Regreso con gloria
Ya es casi patológico: los realizadores que flanquean la gran industria norteamericana sienten fascinación por las historias de redención personal-profesional. Basada en la novela de Thomas Cobb, Loco Corazón (Crazy Heart, 2009), previsible pero genuina, calculada pero honesta, es el ejemplar de la temporada de premios 2010 que alcanzó la cumbre con el Oscar a Mejor Actor para su protagonista, Jeff Bridges.
Con la voz rasposa y el cuerpo ajado, el barbado Bad Blake es apenas la sombra del exitoso músico country que supo ser. Su boca, la misma que paladeó el dulce néctar del dinero, hoy está inundada de alcohol y vómito. Las cuerdas vocales que arriaron miles a estadios son ya una foto sepia. El destino parece imposible de torcer. Tenía que ser, cómo no, una mujer la encargada de propulsarlo hacia la salvación.
Más por caprichos de la cronología que por méritos de la calidad, Loco Corazón es la hermana menor de El Luchador (The Wrestler, 2008). El Red Blake de Jeff Bridges debería tomar un café con Randy, aquella criatura con la que Darren Aronofsky reinventó a Mickey Rourke. Sus vidas se espejan; la vida, oscilante y transitoria, está en baja: son residuos del sistema en general, del norteamericano en particular. No es casual la elección de sus oficios: la música country y la lucha libre son dos grandes pasiones del los estadounidenses.
El primero sacia la nostalgia del éxito con alcohol y sexo ocasional con alguna igualmente ocasional seguidora dispuesta. Sabe que los estadios llenos, las bateas empapeladas, su voz sonando en cada espacio del dial, forma parte de un tiempo ya pretérito. Al segundo, en cambio, aún le cuesta aceptar el vacío, sábado a sábado aspira que las luchas de catch con sus oxidados colegas y amigos lo catapulte de nuevo hacia el estrellato perdido.

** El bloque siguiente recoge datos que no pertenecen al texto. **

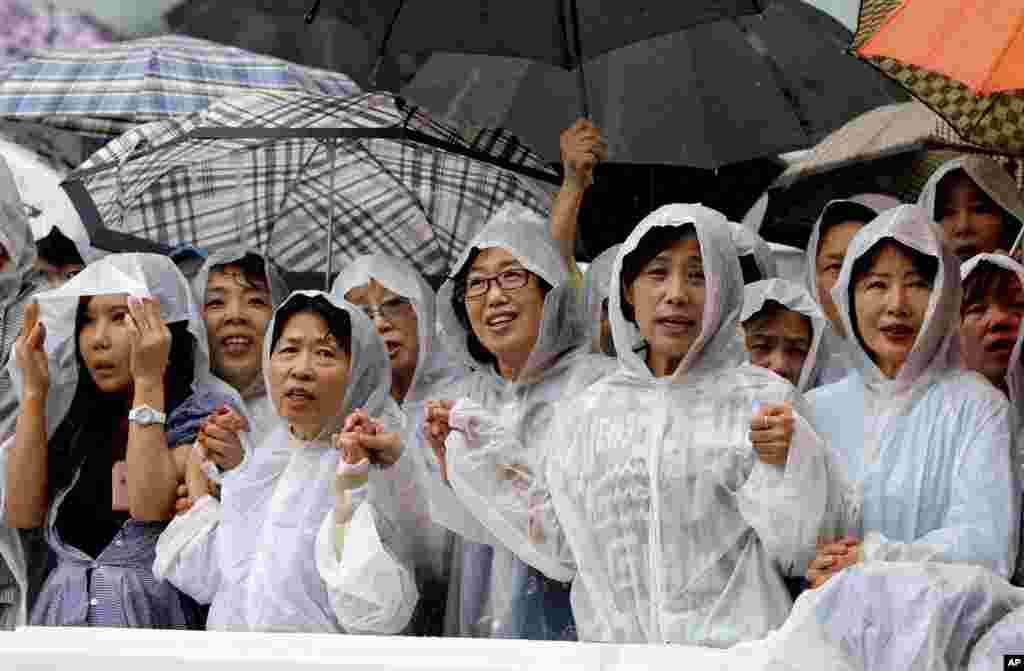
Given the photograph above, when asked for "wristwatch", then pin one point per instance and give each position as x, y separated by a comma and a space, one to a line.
144, 416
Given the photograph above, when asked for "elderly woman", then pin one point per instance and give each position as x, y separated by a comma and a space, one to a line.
651, 494
511, 313
976, 203
122, 348
276, 552
927, 442
402, 307
836, 226
782, 329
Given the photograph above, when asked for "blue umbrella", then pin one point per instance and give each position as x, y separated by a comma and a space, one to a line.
107, 91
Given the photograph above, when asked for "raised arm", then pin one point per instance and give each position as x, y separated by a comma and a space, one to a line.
582, 148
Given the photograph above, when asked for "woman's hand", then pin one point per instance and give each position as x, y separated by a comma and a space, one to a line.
832, 558
582, 148
219, 436
437, 428
151, 341
30, 355
771, 432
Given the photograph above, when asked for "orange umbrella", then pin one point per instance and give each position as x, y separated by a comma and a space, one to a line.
978, 42
929, 45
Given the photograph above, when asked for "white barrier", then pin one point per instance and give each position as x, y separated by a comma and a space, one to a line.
43, 648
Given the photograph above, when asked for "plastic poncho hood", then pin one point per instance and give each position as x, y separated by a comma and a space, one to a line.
15, 236
792, 296
400, 277
524, 235
143, 276
370, 371
936, 348
987, 174
717, 345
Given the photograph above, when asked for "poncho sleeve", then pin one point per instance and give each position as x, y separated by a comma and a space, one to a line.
981, 523
504, 485
368, 563
186, 551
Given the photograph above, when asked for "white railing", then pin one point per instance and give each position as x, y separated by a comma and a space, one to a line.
38, 648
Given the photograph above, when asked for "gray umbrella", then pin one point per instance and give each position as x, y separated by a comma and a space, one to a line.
707, 96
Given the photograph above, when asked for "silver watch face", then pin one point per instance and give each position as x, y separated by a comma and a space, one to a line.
146, 416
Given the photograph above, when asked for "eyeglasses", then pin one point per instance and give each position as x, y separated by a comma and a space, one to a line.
389, 310
478, 285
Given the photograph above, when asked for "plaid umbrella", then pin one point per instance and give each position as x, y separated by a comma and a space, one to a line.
272, 170
995, 121
105, 91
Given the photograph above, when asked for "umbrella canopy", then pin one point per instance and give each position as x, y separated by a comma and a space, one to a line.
892, 150
107, 91
258, 170
708, 96
994, 121
26, 27
563, 33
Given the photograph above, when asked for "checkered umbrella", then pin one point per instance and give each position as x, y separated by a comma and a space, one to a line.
107, 91
994, 121
273, 170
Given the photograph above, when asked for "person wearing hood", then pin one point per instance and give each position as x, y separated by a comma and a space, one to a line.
510, 313
782, 329
977, 204
595, 290
402, 307
927, 442
311, 523
237, 292
99, 363
992, 340
669, 499
836, 226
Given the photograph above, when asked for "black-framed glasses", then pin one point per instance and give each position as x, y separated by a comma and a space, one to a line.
389, 310
478, 285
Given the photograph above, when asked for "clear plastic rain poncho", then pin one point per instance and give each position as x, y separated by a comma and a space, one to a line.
906, 616
265, 557
254, 403
497, 595
121, 580
434, 376
595, 289
987, 174
795, 297
1015, 384
929, 450
647, 494
835, 360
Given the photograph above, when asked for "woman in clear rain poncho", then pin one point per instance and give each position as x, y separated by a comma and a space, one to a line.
402, 306
123, 334
267, 556
237, 292
783, 327
927, 442
991, 341
976, 203
511, 313
647, 494
595, 290
836, 226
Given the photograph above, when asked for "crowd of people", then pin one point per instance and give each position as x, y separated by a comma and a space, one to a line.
672, 448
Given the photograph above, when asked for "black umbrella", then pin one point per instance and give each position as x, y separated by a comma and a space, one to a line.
561, 33
711, 95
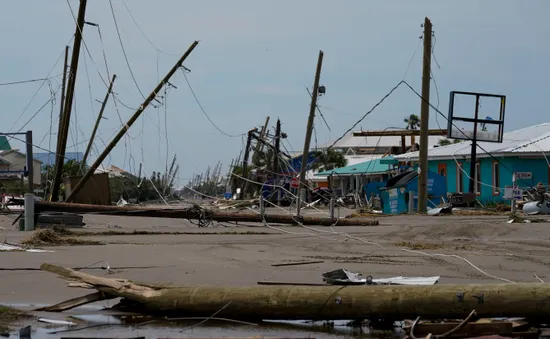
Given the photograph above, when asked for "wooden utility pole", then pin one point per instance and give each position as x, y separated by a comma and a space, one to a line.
277, 147
260, 146
425, 118
309, 129
245, 160
64, 132
129, 124
276, 159
62, 101
99, 116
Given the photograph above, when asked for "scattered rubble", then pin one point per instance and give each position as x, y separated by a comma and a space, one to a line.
56, 236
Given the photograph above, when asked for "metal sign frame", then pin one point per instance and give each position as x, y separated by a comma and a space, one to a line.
476, 120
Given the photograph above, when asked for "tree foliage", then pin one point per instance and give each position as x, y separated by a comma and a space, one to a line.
329, 160
413, 122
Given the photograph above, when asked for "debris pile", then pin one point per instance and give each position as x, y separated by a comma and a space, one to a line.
56, 236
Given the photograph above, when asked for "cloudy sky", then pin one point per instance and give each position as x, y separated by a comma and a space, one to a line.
256, 59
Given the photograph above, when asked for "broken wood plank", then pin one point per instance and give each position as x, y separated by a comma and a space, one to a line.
199, 214
296, 263
324, 302
468, 330
76, 302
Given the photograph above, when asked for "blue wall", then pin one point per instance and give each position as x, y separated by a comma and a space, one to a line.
538, 167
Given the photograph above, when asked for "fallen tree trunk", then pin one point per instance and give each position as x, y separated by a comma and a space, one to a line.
198, 214
326, 302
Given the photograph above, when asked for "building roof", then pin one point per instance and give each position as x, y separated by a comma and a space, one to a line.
528, 140
4, 143
375, 166
4, 161
49, 158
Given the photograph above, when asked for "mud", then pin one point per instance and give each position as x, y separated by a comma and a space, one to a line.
176, 251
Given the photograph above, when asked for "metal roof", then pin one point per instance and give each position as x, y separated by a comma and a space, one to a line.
367, 167
533, 139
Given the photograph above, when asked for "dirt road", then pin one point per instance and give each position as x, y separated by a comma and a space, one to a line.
229, 255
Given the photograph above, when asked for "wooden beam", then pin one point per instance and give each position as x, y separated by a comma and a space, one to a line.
404, 132
324, 302
197, 214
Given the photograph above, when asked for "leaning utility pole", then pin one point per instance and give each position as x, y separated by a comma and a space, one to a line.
62, 101
245, 160
276, 160
425, 118
309, 129
64, 132
99, 116
277, 147
129, 124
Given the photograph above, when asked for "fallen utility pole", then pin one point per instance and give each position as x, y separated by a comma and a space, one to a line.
197, 214
425, 118
259, 302
68, 105
309, 129
129, 124
98, 120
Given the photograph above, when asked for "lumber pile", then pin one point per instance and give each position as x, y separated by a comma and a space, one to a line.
321, 302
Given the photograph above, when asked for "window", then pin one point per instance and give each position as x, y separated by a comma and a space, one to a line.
442, 169
459, 178
478, 178
496, 178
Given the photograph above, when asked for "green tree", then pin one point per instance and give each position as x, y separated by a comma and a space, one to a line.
329, 160
413, 122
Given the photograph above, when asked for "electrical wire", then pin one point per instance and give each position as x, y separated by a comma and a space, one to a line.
28, 81
143, 33
204, 112
123, 49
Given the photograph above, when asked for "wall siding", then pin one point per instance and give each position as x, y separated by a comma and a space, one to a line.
537, 166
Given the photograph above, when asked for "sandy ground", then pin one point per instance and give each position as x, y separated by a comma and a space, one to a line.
230, 255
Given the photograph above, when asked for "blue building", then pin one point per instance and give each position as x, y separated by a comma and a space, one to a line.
524, 151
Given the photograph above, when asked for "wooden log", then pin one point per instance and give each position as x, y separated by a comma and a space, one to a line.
468, 330
327, 302
195, 213
75, 302
297, 263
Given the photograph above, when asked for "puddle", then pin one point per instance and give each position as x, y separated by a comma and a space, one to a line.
94, 321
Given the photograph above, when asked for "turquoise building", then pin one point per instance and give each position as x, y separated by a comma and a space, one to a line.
524, 152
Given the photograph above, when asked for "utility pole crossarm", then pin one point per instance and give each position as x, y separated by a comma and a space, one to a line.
130, 122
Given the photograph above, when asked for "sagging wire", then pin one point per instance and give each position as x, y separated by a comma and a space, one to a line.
204, 112
403, 249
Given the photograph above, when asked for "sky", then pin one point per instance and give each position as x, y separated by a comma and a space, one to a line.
256, 59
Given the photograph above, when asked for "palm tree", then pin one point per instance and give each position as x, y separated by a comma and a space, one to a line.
329, 160
444, 142
413, 122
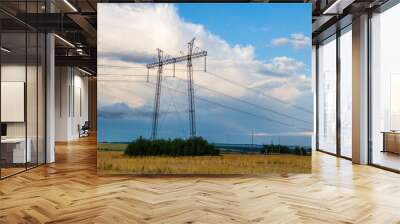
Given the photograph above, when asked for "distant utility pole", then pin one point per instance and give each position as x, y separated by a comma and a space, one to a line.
192, 54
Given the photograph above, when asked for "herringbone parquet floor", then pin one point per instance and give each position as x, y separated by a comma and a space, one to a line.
69, 191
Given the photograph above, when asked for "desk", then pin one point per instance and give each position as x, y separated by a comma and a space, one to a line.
13, 150
391, 141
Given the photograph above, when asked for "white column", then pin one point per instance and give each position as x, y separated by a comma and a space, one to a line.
360, 90
50, 92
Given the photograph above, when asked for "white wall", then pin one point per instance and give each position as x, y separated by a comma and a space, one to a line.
70, 83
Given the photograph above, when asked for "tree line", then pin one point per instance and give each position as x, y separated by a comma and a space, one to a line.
283, 149
195, 146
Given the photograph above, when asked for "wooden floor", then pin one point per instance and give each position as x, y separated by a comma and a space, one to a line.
70, 191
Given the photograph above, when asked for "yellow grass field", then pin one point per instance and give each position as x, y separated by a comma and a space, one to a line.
115, 162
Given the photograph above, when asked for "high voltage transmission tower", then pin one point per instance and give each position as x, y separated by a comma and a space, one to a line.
161, 61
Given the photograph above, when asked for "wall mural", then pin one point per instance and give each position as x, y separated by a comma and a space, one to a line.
204, 88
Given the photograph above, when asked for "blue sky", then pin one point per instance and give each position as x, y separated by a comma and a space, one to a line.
264, 47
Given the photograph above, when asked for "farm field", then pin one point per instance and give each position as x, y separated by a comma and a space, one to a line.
113, 161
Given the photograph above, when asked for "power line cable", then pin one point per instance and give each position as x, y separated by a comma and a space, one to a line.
260, 92
250, 103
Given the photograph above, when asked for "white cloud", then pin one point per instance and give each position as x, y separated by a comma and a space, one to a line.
280, 41
296, 40
299, 133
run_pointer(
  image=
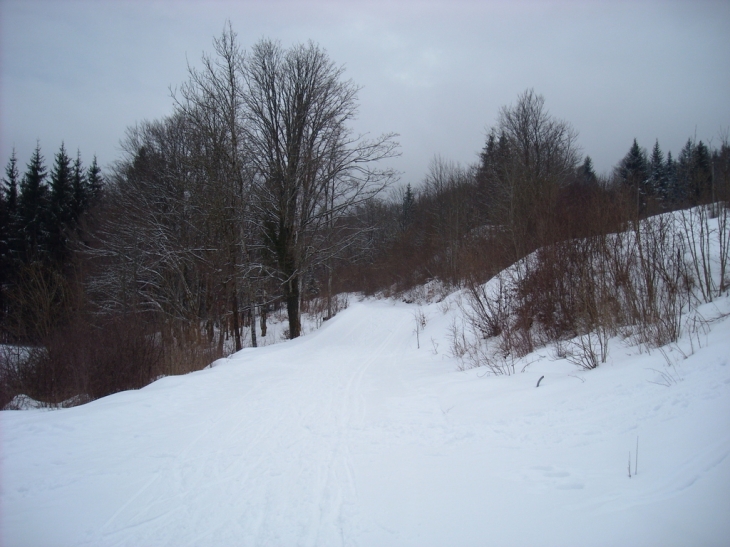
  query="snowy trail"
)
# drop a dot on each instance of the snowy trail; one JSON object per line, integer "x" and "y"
{"x": 352, "y": 436}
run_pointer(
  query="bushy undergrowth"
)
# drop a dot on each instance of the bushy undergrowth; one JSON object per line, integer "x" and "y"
{"x": 642, "y": 284}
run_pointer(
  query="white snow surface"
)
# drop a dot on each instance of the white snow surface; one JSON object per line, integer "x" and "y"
{"x": 351, "y": 435}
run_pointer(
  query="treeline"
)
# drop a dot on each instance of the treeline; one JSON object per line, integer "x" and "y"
{"x": 531, "y": 187}
{"x": 42, "y": 214}
{"x": 238, "y": 203}
{"x": 254, "y": 196}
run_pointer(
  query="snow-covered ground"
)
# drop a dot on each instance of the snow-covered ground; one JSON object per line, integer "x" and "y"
{"x": 351, "y": 435}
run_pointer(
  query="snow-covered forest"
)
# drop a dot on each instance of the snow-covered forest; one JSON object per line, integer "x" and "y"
{"x": 249, "y": 331}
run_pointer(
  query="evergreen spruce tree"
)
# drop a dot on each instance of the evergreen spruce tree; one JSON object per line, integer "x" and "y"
{"x": 587, "y": 174}
{"x": 409, "y": 201}
{"x": 670, "y": 173}
{"x": 682, "y": 187}
{"x": 657, "y": 173}
{"x": 633, "y": 171}
{"x": 9, "y": 221}
{"x": 10, "y": 184}
{"x": 33, "y": 207}
{"x": 78, "y": 190}
{"x": 61, "y": 204}
{"x": 94, "y": 183}
{"x": 701, "y": 174}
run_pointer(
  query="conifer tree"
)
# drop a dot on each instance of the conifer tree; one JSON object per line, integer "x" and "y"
{"x": 94, "y": 183}
{"x": 78, "y": 190}
{"x": 633, "y": 172}
{"x": 33, "y": 206}
{"x": 670, "y": 173}
{"x": 587, "y": 174}
{"x": 9, "y": 214}
{"x": 657, "y": 172}
{"x": 701, "y": 174}
{"x": 61, "y": 204}
{"x": 10, "y": 184}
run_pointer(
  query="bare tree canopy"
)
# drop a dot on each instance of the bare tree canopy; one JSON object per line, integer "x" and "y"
{"x": 309, "y": 169}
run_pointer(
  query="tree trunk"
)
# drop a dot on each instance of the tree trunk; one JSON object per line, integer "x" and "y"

Allí está la trouppe de musculosos gigantes vencidos por el entretenimiento más vacuo y digital, en la triste y solitaria ronda de autógrafos con más firmantes que fanáticos.
La diferencia radica en las motivaciones existenciales. Randy está en el abismo, empastillado y dolorido, cuando busca un nuevo objetivo que lo ancle a la vida. Es la hija quien lo subvierte, lo invita a seguir adelante. Ante la misma cornisa, Red Blake está sólo: la sangre de su sangre lo rechaza, le corta el teléfono con la crueldad propia del desarraigado. Es a partir de ahí que ambos relatos avanzan de la mano. Las apariciones de Cassidy en El Luchador y de Jean en Loco Corazón funcionan como salvavidas simbióticos ante las tormentas inevitables. De pronto, Randy y Red encuentran un haz de luz en la oscuridad que los invadía. Tanto Darren Aronofsky como el debutante Scott Cooper retratan la redención de sus criaturas.
Pero el conocimiento previo del camino a recorrer no impide el disfrute de un relato bien construido, que avanza firme y seguro del crepúsculo (personal y laboral) al amanecer. Corazón salvaje es tan noble como las criaturas que la habitan, seres sufrientes por las vicisitudes de una existencia lejana de la previsión y el planeamiento. Además de Red, está Jane (Maggie Gyllenhaal, felizmente medida para su habitual desmesura), embarazada en las postrimerías de la adolescencia; el barman Wayne (Robert Duvall), alcohólico en plena etapa de recuperación; y hasta las esporádicas grupies del cantante, para quienes la vida también es un camino ríspido de incontables vericuetos.
Para Blake es posible un retorno hacia la sobriedad y los escenarios: su oficio no mata. El protagonista de El Luchador, en cambio, sabe que la muerte acecha en cada salto, en cada pirueta, en cada esfuerzo físico de su gastado cuerpo. Pero en la lucha está su vida, la totalidad de su ser. Ese último plano cenital transluce la esencia de su pasado, presente y futuro. Randy termina por aceptar su condición de luchador, tanto abajo como arriba del ring, y aún lejos de la fama y el éxito. El café terminará con ambos de pie, felices por que al fin y al cabo, tras años de curvas, la vida se vislumbra recta. Y felizmente predecible.